What's lovely about Dark Season is its ambition. This is trying to be "proper" telly. Bear in mind this was made at the same time as dross like Watt On Earth.
This isn't patronising TV - it's got quality sets, camera work and lighting. The latter is especially good - both Blake's 7 and 80s Doctor Who would have killed for lighting so subtle that Behemoth's underground lair actually looks like an underground lair.
It's like a modern, smart take on those Children's Film Foundation shows of the 70s - where children know best, can handle big threats, and are able to bully the odd eccentric into taking part.
It's a shame that it's the grown ups that aren't taking it seriously - some of the smaller parts are appallingly done.
The kids however are great - especially Victoria Lamber's Marcie, a bullying monster of a heroine. I wonder what's she's doing now?
Rather tellingly Dark Seasons has long since been wiped from my particular archive, while Russell T Davies’ second children’s fantasy drama, Century Falls still remains buried in a box somewhere.
Dark Season contains a lot that is likeable, but is perhaps a bit too over ambitious. It’s a game two halves, Brian with the first dealing with the infiltration of a school by Mr Eldritch, the benefactor whose free computers prove deadly, and the second dealing with neo-Nazi plan by Miss Pendragon to awaken the Behemoth, an AI supercomputer.
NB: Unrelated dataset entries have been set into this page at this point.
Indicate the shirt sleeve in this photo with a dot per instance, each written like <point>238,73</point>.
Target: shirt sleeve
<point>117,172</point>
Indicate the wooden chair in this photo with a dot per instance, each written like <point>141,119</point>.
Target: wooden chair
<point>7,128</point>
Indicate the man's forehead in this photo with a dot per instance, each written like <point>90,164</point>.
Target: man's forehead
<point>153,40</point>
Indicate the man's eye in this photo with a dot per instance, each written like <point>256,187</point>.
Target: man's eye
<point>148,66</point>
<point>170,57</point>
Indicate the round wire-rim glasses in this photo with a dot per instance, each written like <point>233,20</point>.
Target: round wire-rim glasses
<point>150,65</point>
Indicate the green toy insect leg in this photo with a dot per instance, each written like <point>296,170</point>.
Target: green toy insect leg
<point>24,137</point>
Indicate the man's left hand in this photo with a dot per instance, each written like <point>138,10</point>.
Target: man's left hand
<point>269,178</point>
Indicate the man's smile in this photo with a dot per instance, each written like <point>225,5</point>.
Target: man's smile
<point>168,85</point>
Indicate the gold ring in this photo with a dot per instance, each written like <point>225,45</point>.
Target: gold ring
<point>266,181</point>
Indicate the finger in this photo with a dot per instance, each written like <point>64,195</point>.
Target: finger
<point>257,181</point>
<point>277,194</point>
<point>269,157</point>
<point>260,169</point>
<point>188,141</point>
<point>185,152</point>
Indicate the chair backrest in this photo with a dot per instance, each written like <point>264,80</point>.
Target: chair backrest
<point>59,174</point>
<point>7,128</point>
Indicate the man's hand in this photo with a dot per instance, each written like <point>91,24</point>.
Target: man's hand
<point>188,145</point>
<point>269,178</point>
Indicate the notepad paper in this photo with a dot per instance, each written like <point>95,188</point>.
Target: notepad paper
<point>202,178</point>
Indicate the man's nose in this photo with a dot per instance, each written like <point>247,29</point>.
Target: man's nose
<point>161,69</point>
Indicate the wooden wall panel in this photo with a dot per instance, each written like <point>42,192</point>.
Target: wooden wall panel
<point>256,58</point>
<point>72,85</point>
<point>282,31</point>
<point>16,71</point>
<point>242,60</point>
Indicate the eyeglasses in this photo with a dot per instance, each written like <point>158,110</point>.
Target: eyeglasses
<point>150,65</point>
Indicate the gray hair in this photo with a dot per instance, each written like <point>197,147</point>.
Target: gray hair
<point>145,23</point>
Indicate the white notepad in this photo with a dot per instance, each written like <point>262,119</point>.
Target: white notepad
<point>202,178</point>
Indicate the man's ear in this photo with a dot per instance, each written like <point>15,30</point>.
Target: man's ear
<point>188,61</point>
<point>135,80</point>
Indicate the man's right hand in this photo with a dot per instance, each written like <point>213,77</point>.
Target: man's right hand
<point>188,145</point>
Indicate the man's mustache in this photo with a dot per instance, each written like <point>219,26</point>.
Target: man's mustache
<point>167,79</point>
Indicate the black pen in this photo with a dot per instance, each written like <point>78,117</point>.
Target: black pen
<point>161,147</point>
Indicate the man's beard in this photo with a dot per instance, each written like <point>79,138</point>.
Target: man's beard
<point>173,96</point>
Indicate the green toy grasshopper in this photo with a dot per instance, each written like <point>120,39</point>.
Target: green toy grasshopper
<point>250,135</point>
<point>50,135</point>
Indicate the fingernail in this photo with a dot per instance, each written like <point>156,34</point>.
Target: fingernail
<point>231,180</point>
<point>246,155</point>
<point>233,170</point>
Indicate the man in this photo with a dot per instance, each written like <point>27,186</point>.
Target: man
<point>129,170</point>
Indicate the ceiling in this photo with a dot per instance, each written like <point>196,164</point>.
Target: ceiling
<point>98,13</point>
One story would have done, but with two the budget is stretched and corners are cut, resulting in blond wigs etc.
Luckily, some fine performances and direction save the day, with special mention going to Brigit Forsyth as the teacher who’s out of her depth and Jacqueline Pearce as Miss Pendragon, who I can watch open an envelope.
But then there’s Marcie... Yes, the character is interesting; totally different any that was on screen at the time, but that doesn’t make her likeable. Pushy, demanding and all-knowing - I cringed a lot of the time she was on the screen. Fortunately, in victory Victoria Lambert makes her so joyous that you almost warm to her.
All in all a bit of a mixed bag.
I was a little old to catch Dark Season first time around, so it's interesting to watch it from a non-nostalgic viewpoint. This is definitely a show with prime-time potential, rather than the Chuckle Brothers with (intentionally) scary overtones. I used to loathe kids' TV that actually starred kids - child actors almost always made me cringe, as their forced stage school mannerisms had yet to soften - but I found myself warming to the Dark Season team, particularly Victoria Lambert's quirky but oddly cool Marcie.
It was quite odd to actually be excited by it at times too, something that I rarely felt during even the best moments of Doctor Who's twilight years.
The cod Nazi angle left me cold though, definitly a product of the 'Allo 'Allo / Indiana Jones school of Germanic stereotyping. To be fair, the dodgy blonde wigs are no worse than Freddie Prinze Jnr's one in the recent Scooby Doo movie - hairpiece technology is obviously not a science that's moving forward quite as fast as CGI, it would seem.
Subtlety and Jacqueline Pearce are two concepts that rarely feature in the same sentence, but I do take guilty pleasure at her exuberant theatrics. Yes, she does burst the bubble of credibility at every opportunity, but there just isn't enough high camp in today's overly gritty TV drama world.
As Russell T Davies recently said about the secret of great TV, "Good writing good!" - and this is often very, very good.
I'd have loved this as a kid. There was never enough fantasy on TV for me, particularly fantasy suggesting that the fat unpopular kids at school had the real insight into what was really going on.
As you might have guessed, seeing this programme at 13 would have done wonders for my self esteem.
Even as an adult, there's good stuff here. The continuous menacing whomping of the behemoth is very effective, and it's refreshing to be told a story with some sort of mythic depth for once - a rarity across all TV nowadays. But there's more that misses the mark, maybe because I, alone in the Cult Team, cannot see the point of Jacqueline Pearce.
She plays everything as if she's in some sort of alternative S&M panto, with a stageyness that would do the average school play proud, and it's just terrible here. Winslett and the other child actors can't manage the understatement needed for total realism, and when you add Pearce virtually goose-stepping her way through every scene, any possible suspension of disbelief just collapses.
My verdict? Nice try, good story, but ruined by silly stunt casting.